The Gimmut was just a huge enclosed tunnel that shunted sewage from millions of buildings into the main waste processing plant that was known to Mandalorians on Coruscant as Osik Ocean. Every species here had a similar name for it. The Gimmut betrayed no external signs of its unsavory traffic except for methane-consuming fungi that clustered around the gas vents and small cracks, but folks were still keen to avoid living within five klicks of it. It plied a lonely trade.
"I think it's now or never," Vau said. "Big service bay, under cover, half a klick."
"Got it," said Tay'haai. "Step on it, Ordo. I'm coming in from the right."
Ordo closed the gap. If the pilot didn't check his six now and wonder why a shiny black speeder was tailing him down here, he never would. Ordo hit the jamming device and made sure the guy never shared his concerns with his control room. It must have produced a failure signal in the cockpit; the prison speeder accelerated suddenly, streaking ahead. Ordo matched its speed. From then on, he was flying by instinct.
Jusik would have done this better. Ordo had to admit that.
The prison speeder veered left, with no exit in sight, as if it was slowing to try an evasive U-turn. Ordo nearly rammed its tail. Tay'haai's intercept speeder appeared out of nowhere and flashed across its nose, pulling up hard right and just above it to block it in. It lost control, and Ordo sideswiped it into the permacrete walls of the freight lane, more by accident than design. It could have lifted free, but he pinned it, and the two speeders screamed along the wall, locked in a shower of sparks, sending 'trucks swerving past them sounding their klaxons. When the service bay suddenly appeared on the left like an open mouth, Ordo forced the prison speeder left while Tay'haai blocked it from lifting. It skidded across the floor of the bay and came to rest against the far wall.

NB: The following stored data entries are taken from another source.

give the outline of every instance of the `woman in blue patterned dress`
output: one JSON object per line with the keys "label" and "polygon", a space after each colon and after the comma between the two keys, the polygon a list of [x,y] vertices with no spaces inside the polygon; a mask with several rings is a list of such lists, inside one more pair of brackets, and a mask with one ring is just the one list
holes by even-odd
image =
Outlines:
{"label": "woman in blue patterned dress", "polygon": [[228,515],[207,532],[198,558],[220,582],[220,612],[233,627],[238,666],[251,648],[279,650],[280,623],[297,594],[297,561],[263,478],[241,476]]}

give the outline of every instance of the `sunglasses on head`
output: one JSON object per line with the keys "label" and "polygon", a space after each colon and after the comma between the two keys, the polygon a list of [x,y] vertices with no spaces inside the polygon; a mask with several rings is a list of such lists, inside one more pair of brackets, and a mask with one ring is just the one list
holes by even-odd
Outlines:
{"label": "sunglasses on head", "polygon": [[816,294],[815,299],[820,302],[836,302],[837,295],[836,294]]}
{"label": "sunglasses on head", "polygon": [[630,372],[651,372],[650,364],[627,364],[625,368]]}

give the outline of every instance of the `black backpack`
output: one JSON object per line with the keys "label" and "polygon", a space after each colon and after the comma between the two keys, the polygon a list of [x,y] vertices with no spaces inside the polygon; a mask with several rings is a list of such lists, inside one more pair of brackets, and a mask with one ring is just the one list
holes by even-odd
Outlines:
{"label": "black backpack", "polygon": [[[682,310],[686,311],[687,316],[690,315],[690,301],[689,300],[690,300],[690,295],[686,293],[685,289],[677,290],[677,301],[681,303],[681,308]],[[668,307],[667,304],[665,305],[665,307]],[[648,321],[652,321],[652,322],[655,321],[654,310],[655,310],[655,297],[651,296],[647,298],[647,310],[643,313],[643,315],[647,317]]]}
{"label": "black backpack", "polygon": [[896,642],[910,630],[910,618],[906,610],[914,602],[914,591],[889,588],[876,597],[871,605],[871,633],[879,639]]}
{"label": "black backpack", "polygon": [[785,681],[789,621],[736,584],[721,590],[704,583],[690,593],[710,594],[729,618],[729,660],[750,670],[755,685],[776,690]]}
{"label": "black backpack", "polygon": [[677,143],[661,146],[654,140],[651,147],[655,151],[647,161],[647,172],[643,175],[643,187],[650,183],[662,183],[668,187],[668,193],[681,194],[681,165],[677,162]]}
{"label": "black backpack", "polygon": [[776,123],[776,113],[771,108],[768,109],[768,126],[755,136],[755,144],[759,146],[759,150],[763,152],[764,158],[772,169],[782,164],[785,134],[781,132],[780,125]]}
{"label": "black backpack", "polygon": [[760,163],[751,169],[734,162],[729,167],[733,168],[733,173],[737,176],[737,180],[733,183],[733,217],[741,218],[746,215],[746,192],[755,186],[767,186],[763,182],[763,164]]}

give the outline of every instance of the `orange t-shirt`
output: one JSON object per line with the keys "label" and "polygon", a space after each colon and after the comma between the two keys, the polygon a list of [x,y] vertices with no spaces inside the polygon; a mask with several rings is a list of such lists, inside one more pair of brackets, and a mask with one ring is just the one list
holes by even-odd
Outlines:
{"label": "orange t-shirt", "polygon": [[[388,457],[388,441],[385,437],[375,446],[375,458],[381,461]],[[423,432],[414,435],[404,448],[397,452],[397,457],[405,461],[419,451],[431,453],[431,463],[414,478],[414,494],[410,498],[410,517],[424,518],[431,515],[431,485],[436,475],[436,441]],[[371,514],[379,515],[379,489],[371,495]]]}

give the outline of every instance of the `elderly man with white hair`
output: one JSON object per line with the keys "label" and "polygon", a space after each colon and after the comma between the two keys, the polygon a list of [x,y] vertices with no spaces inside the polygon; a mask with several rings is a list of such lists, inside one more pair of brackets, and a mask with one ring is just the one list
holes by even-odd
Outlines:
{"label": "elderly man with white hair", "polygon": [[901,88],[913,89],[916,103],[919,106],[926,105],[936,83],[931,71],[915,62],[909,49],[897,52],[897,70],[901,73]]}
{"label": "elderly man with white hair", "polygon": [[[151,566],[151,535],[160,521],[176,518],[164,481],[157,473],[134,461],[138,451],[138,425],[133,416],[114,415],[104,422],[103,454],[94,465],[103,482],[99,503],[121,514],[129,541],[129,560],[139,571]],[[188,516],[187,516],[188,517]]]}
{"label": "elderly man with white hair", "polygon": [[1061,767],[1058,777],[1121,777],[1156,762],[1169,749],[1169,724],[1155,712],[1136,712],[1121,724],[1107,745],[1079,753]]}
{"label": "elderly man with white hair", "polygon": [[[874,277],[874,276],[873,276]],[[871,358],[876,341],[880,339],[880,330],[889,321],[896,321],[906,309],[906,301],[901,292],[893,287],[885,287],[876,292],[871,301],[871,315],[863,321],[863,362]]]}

Vau was hanging out of the speeder before Ordo even landed, and jumped down to race across to the battered white vessel. He didn't stop to take names; he fired horizontally point-blank into the cab through the side viewscreen. Whether he was shooting to kill or to keep the pilot from getting out, Ordo had no time to check. He ran to the rear hatch of the vehicle and blew the hinges out with close-range blasterfire, pulled it open, and reached in to grab Jilka.
"Stay down, stay down!" he yelled. "Don't move." Vau kept firing. Ordo had to climb inside before he realized Jilka was strapped into a seat. He shot out the restraint anchors and hauled her bodily out of vessel, then bundled her into his speeder. Vau backed away from the prison vessel, still firing sporadic shots while Tay'haai covered the exit, and then jumped into the pilot's seat. Ordo shut the hatch behind him, hammering his fist on the bulkhead to signal Vau to bang out. The speeder rocketed out of the service bay at a sharp angle, into the traffic and away.
"Are you hurt?" Ordo asked. He took off his helmet and tried to stay upright while Vau drove like a Weequay after a heavy drinking session. "Did you hit your head?"
Jilka looked up at him. He hoped it was Jilka, anyway: if they'd snatched the wrong prisoner somehow, he didn't like the idea of what he might have to do next, but he could always dump her in the lower levels with a big credit chip. All prisoners wanted out.
"Are you going to kill me now?" she asked. Her voice was shaky. "Or just maim me a bit?"
"No, I'm Ordo."
Her face-sharp-featured fresh bruises, scared eyes-changed instantly. "Do you always pick up women this way?"
"No, I shot Besany."
"He's not very good with pickup lines," Vau chimed in from the front. "Actually, Etain shot her, Jilka. Ordo almost slotted her. Things were a little chaotic that day."